Подъехал джип со сменой охраны. Хайновский собственноручно расплатился с ребятами за отработанный день, от него не ускользнуло, что все отводят глаза, когда берут деньги.
«Значит, знают, что в последний раз», – подумал Михаил Изидорович, забираясь на заднее сиденье.
Водитель выждал паузу, обернулся:
– Вы не сказали, куда ехать, Михаил Изидорович.
– В самом деле? Задумался. Ну, конечно же, на шоссе Энтузиастов, давно не был на той квартире.
Шофер не выказал удивления, хотя и не мог предполагать, что Хайновского потянет именно в ту сторону. Квартиру на шоссе Энтузиастов он купил полтора года тому назад и с тех пор бывал в ней всего трижды.
– За нами увязались, – сказал шофер хозяину, когда выехали на магистраль, – от самой набережной, особо не прячутся. Попытаться оторваться?
– Не надо, пусть себе едут. Работа у них такая, – на ладони Хайновского лежал мобильник.
Трубка вздрогнула, зажужжала, а затем грянул настоящий симфонический оркестр. Прищурившись, Хайновский разглядел номер звонившего – Цирюльник.
– Привет, – довольно бодро ответил опальный олигарх.
– Жить еще не устал?
– Пока – нет. А вот что будет завтра – не знаю.
– Завтра никогда не наступает, – засмеялся Цирюльник, – проходит день, и оно уже называется «сегодня». Ты где завтра с утра будешь?
– В Москве, у себя на Энтузиастов. К девяти утра планирую из дома выехать, а потом ты меня вряд ли найдешь, колесить по городу буду.
– Дела, дела… – вздохнул Цирюльник, – тогда я к половине девятого к тебе человечка пришлю, он тебе пару старинных монет передаст.
– Какие монеты?
– Ну помнишь, они тебе у меня в Швейцарии приглянулись. Солид Речи Посполитой 1648 года и шведская крона времен Сигизмунда Вазы. Я-то все помню. Расстарался, заказал, и нашли в Москве для тебя такие же две. Их-то в твоей коллекции и не хватало. Отказываешься от подарка?
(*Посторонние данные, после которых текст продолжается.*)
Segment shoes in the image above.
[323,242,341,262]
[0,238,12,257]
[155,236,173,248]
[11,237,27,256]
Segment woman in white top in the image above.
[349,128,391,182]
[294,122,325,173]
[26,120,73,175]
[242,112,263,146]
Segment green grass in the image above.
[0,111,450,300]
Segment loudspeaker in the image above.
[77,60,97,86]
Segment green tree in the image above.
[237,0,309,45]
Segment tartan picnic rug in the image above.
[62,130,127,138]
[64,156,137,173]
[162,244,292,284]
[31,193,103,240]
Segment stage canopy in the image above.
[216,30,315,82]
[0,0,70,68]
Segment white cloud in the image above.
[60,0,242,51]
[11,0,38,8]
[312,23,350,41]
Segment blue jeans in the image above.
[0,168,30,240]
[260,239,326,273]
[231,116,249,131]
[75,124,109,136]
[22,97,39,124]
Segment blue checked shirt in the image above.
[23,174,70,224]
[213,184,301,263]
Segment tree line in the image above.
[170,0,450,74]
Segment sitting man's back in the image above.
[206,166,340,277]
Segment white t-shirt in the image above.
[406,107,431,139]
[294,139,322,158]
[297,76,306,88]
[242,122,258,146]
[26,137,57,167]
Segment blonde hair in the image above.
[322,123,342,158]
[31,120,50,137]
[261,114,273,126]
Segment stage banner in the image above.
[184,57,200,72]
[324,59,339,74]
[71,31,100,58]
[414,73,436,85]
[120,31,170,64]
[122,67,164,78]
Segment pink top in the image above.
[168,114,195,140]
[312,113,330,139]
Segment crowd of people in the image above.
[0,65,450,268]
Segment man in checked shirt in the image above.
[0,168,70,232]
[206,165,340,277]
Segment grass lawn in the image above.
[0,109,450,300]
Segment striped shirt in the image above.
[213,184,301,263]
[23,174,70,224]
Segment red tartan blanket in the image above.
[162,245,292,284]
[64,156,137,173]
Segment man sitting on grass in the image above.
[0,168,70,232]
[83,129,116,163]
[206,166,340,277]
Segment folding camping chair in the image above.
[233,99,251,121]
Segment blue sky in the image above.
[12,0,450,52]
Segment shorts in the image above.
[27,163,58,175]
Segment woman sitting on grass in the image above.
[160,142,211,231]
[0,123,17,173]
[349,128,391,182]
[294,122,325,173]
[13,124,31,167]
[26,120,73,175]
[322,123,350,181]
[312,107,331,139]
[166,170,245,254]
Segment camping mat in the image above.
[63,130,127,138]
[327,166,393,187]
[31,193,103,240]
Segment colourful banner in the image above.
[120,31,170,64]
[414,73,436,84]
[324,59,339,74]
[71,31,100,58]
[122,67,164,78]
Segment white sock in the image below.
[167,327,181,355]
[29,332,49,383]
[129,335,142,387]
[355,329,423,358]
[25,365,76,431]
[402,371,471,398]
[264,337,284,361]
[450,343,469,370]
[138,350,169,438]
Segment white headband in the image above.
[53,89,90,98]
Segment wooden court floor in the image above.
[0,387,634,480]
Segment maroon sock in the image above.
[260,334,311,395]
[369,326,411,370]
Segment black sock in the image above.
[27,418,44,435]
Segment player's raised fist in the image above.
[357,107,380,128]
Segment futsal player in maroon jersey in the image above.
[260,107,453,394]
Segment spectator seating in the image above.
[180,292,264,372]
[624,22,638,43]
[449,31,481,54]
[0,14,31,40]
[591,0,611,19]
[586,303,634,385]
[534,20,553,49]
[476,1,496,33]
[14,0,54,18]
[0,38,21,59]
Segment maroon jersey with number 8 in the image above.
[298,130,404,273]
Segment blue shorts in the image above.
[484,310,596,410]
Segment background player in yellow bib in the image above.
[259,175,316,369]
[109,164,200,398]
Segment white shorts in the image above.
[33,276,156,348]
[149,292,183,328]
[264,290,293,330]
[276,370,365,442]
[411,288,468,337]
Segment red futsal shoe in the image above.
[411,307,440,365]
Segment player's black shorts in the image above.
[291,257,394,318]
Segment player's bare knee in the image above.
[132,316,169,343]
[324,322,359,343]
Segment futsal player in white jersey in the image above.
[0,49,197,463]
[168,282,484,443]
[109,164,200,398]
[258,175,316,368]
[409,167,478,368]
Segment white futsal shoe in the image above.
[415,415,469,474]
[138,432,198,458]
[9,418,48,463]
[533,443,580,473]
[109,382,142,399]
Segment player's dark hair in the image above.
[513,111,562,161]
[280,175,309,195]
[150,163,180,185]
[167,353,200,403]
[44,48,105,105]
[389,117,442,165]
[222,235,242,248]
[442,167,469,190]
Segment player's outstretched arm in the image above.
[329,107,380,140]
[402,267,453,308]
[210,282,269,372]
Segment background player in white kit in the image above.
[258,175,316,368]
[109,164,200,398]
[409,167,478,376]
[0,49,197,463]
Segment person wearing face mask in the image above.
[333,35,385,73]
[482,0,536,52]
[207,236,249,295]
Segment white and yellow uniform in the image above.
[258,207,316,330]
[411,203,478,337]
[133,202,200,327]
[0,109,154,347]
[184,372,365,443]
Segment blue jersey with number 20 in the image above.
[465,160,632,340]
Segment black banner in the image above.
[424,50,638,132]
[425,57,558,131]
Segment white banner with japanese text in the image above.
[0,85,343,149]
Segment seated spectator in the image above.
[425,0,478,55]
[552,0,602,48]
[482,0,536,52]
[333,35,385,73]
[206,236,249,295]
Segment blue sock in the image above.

– Может, и не ко времени твой подарок пришелся, но все равно, спасибо. Буду ждать твоего человечка. Сколько я тебе должен?
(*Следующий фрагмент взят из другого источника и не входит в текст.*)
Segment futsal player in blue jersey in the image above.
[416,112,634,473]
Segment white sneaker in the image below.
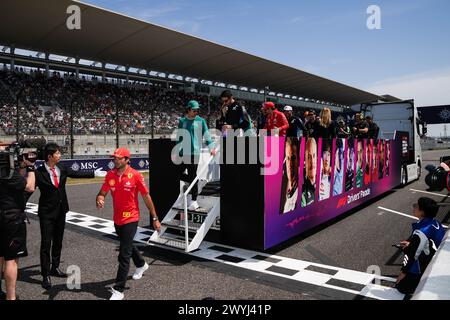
[109,287,125,300]
[133,262,148,280]
[188,201,200,210]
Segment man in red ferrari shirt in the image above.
[96,148,161,300]
[263,102,289,137]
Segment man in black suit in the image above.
[36,143,95,290]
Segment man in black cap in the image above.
[283,106,305,138]
[216,90,252,133]
[352,113,369,139]
[366,116,380,139]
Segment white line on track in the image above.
[409,189,449,198]
[378,207,448,229]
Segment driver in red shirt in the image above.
[263,101,289,137]
[96,148,161,300]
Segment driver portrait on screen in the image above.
[319,139,331,201]
[356,140,364,188]
[302,138,317,207]
[333,139,345,196]
[345,139,355,192]
[364,140,372,186]
[282,137,300,213]
[378,140,384,179]
[372,141,378,182]
[386,141,391,177]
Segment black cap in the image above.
[417,197,439,218]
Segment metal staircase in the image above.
[149,150,220,252]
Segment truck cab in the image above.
[352,100,422,186]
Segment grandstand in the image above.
[0,0,383,156]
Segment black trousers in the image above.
[114,222,145,292]
[39,213,66,277]
[178,156,200,201]
[395,273,421,294]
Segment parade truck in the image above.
[352,100,424,186]
[149,101,422,252]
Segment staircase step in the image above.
[200,181,220,197]
[150,234,192,250]
[161,220,202,232]
[172,207,208,216]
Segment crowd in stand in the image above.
[0,68,268,134]
[0,68,378,138]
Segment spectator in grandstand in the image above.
[336,117,351,139]
[96,148,161,300]
[352,113,369,139]
[217,90,252,133]
[283,106,305,138]
[314,108,336,140]
[396,197,446,294]
[177,100,216,210]
[301,138,317,208]
[263,102,289,137]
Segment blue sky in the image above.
[84,0,450,135]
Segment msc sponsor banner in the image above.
[264,137,402,249]
[36,158,149,172]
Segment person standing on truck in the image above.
[283,106,305,138]
[177,100,217,210]
[352,113,369,139]
[216,90,252,134]
[314,108,336,141]
[336,117,351,139]
[366,116,380,139]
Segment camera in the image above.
[0,139,45,179]
[425,157,450,192]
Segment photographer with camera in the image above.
[396,197,445,294]
[0,143,36,300]
[36,143,95,290]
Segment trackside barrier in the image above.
[412,231,450,300]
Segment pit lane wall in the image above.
[412,231,450,300]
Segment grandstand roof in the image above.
[0,0,382,105]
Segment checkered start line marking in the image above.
[27,203,404,300]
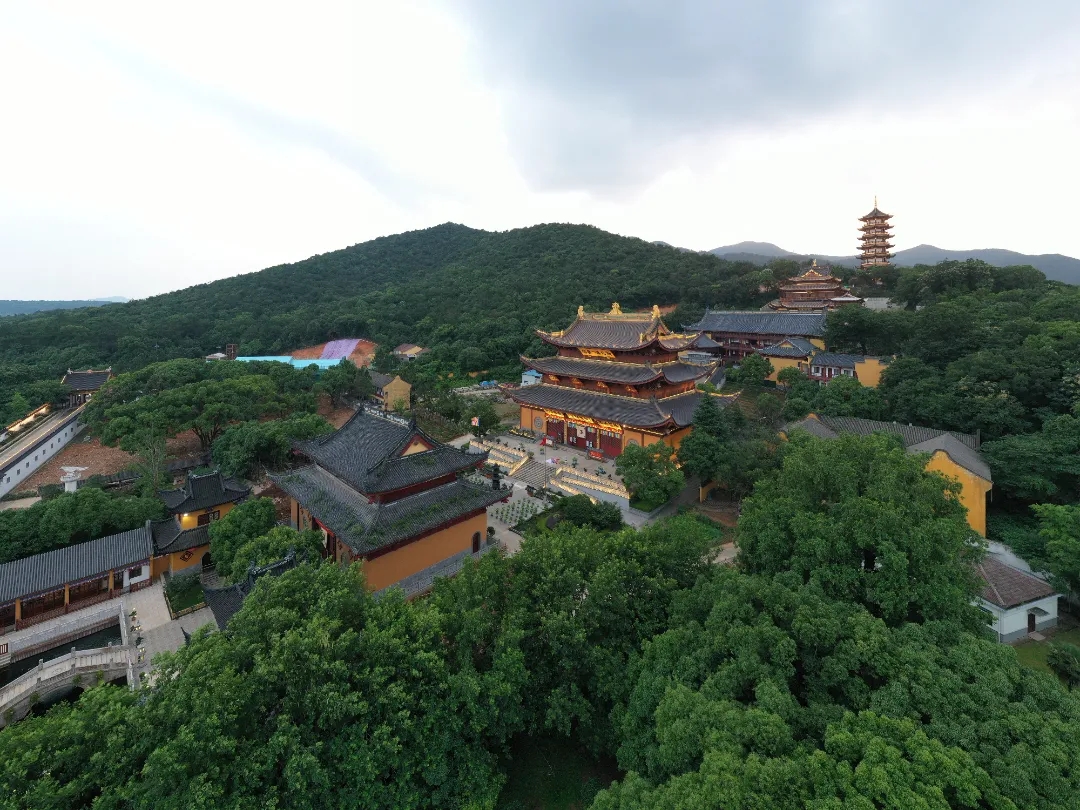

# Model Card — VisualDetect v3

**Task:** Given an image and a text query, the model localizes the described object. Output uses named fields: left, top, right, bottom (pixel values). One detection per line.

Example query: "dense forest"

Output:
left=0, top=434, right=1080, bottom=810
left=0, top=224, right=777, bottom=406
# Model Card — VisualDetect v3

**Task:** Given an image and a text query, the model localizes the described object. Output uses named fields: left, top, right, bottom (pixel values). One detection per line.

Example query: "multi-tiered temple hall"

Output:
left=859, top=197, right=892, bottom=270
left=769, top=260, right=863, bottom=312
left=513, top=303, right=719, bottom=458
– Монеты копеечные. Я же сказал, подарок. Будь здоров и свободен, как ветер.
– Сам дурак, – рассмеялся в трубку Хайновский.
Машина уже заворачивала во двор старого довоенного дома на шоссе Энтузиастов. Следом за эскортом Хайновского заехал во двор и темно-синий микроавтобус, сопровождавший олигарха от самой набережной. Порфирьев покосился на наглеца.
– Подойти к ним? – спросил он у хозяина.
– Я сам. – Хайновский в сопровождении Порфирьева приблизился к машине.
Водитель за рулем микроавтобуса заерзал, в его практике это был первый случай, когда преследуемый сам шел на контакт.
– Ты бы не мог уехать? – довольно любезно предложил Хайновский.
– А что такое? Я по заказу приехал.
– Только не рассказывай мне, что привез ставить дверь или окна. У тебя же на лице написано, что за мной следишь. Старший в фургоне? – Михаил Изидорович ударил кулаком в гулкий фургон, оттуда никто не отозвался.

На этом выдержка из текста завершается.